In my observation, vinegar as an acid source is hard on bees, spoils quickly, and promotes robbing and draws yellow jackets. Powdered ascorbic acid (as a canning supplement) or crushed vitamin C pills have become my practice. Ascorbic acid, Cream or Tartar, Oxalic acid, Acetic acid would all catalyze sugar inversion. Ascorbic is likely the best to prevent souring of the syrup.
Mostly I have abandoned vinegar because it too easy to overdose the syrup-- you add it as the technical "glug" from the gallon bottle-- as you mix up 10 gallons at a time. And too much gets poured into the mix.

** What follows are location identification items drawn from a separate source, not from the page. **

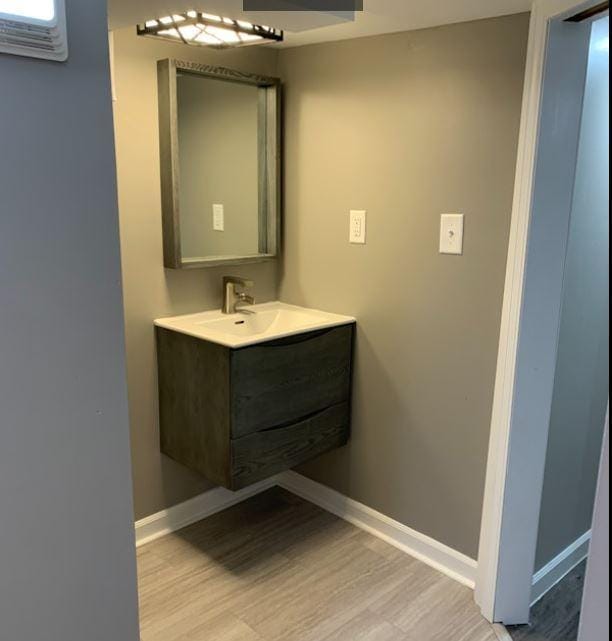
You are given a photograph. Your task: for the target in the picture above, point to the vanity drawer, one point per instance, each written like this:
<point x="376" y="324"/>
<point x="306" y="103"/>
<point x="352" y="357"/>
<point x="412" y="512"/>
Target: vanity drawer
<point x="263" y="454"/>
<point x="282" y="381"/>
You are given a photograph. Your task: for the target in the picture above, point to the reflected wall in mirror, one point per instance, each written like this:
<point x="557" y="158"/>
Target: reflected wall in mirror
<point x="220" y="165"/>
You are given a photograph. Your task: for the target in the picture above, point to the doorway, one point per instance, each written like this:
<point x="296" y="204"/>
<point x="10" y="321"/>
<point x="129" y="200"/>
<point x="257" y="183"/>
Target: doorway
<point x="544" y="454"/>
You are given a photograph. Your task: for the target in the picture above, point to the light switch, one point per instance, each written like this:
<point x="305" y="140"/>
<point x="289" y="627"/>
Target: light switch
<point x="218" y="218"/>
<point x="451" y="234"/>
<point x="357" y="235"/>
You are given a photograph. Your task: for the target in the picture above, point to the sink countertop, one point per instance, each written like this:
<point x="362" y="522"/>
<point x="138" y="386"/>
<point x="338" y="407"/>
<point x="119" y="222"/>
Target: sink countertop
<point x="269" y="322"/>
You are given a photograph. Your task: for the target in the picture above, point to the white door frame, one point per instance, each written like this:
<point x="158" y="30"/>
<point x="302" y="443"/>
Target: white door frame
<point x="532" y="305"/>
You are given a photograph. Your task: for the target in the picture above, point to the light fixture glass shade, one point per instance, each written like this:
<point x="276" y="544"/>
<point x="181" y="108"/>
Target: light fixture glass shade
<point x="205" y="29"/>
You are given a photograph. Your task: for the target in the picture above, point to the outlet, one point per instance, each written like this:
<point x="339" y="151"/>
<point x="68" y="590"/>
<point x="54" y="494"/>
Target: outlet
<point x="357" y="235"/>
<point x="218" y="218"/>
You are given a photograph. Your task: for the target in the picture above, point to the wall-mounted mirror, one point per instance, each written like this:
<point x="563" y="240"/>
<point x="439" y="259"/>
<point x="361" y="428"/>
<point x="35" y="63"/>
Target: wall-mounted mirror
<point x="220" y="165"/>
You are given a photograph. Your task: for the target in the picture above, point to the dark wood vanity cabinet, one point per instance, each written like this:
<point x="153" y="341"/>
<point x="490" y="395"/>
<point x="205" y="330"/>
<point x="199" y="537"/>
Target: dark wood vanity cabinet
<point x="238" y="416"/>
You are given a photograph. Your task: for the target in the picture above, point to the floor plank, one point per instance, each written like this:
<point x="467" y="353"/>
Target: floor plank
<point x="277" y="568"/>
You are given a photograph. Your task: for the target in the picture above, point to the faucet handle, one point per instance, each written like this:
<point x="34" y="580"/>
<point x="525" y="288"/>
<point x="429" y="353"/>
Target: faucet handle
<point x="236" y="280"/>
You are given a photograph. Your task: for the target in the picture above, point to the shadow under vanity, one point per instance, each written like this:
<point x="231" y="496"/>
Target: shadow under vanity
<point x="250" y="390"/>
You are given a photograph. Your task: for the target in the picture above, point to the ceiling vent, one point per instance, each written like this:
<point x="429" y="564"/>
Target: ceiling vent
<point x="34" y="28"/>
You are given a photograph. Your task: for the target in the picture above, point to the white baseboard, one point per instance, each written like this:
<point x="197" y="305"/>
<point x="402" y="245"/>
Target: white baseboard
<point x="501" y="633"/>
<point x="175" y="518"/>
<point x="551" y="574"/>
<point x="444" y="559"/>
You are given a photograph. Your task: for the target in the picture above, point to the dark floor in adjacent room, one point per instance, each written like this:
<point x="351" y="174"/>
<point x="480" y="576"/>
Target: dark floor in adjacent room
<point x="557" y="616"/>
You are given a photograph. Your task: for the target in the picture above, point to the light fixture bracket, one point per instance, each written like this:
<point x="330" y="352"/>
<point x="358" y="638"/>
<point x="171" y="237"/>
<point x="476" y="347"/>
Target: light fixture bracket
<point x="201" y="29"/>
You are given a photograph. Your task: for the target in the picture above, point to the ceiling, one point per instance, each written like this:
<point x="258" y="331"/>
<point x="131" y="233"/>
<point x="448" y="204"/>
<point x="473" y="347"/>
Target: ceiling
<point x="379" y="16"/>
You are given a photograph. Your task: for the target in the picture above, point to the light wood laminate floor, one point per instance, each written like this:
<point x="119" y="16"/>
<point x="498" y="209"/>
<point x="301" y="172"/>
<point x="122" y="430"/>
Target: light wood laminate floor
<point x="277" y="568"/>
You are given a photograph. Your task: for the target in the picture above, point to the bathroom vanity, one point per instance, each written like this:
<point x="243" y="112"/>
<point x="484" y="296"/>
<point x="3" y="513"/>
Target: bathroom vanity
<point x="244" y="396"/>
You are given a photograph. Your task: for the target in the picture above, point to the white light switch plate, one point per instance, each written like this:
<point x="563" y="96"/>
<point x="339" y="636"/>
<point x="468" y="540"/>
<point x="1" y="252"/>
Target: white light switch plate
<point x="218" y="218"/>
<point x="357" y="234"/>
<point x="451" y="234"/>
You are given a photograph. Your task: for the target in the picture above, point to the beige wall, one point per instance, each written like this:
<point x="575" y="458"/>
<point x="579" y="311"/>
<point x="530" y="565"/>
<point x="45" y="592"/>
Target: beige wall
<point x="150" y="291"/>
<point x="408" y="126"/>
<point x="218" y="147"/>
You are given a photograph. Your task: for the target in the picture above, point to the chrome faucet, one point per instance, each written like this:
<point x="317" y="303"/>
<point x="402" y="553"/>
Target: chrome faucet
<point x="233" y="299"/>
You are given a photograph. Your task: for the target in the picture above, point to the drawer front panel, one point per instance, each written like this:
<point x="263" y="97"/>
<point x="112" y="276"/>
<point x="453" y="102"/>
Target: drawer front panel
<point x="280" y="382"/>
<point x="263" y="454"/>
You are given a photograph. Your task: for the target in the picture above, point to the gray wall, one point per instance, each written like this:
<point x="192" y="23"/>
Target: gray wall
<point x="150" y="290"/>
<point x="218" y="148"/>
<point x="408" y="126"/>
<point x="67" y="567"/>
<point x="581" y="385"/>
<point x="595" y="621"/>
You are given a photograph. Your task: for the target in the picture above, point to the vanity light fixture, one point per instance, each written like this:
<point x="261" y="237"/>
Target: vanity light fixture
<point x="208" y="30"/>
<point x="34" y="28"/>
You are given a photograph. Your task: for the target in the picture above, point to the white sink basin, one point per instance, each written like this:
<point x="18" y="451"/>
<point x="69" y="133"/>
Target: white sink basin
<point x="268" y="322"/>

An acid source functions to catalyze the inversion (splitting) of white sugar to glucose-fructose. Once sugar has been split (hydrolyzed); the fructose, itself, becomes a hydrogen donor to the solution and promotes an acid reaction observed in honey.
Bees make honey (of typically low pH) just fine from naturally occurring high-sucrose nectar (eg. Avocado = 93% sucrose, 7% undigestible 7 carbon carbohydrate). They catalyze the hydrolysis of sucrose using the enzyme invertase present in their honey crop. The nectar is collected neutral pH and is stored in cells as unripe honey of low (acid) pH.
I suppose some sucrose will by pass the crop unconverted and serve to neutralize the pH in the hind-gut. Does this happen more than with "typical" nectar of 50% sucrose -50% glucose-fructose.
The metabolic cost of the enzyme invertase to the bees is likely extremely low. If you give bees pure sucrose, they make honey of low pH, because that solution of fructose/glucose is low pH.
No canned recipe can be given -- because the buffering ability of various water sources varies enormously. Hard water (with high cations Ca++, Mg++) will neutralize any added H+ because it will preferentially form BiCarbonate salts (HCO3)- or sulfate (HSO4-) before the H+ remains free in solution.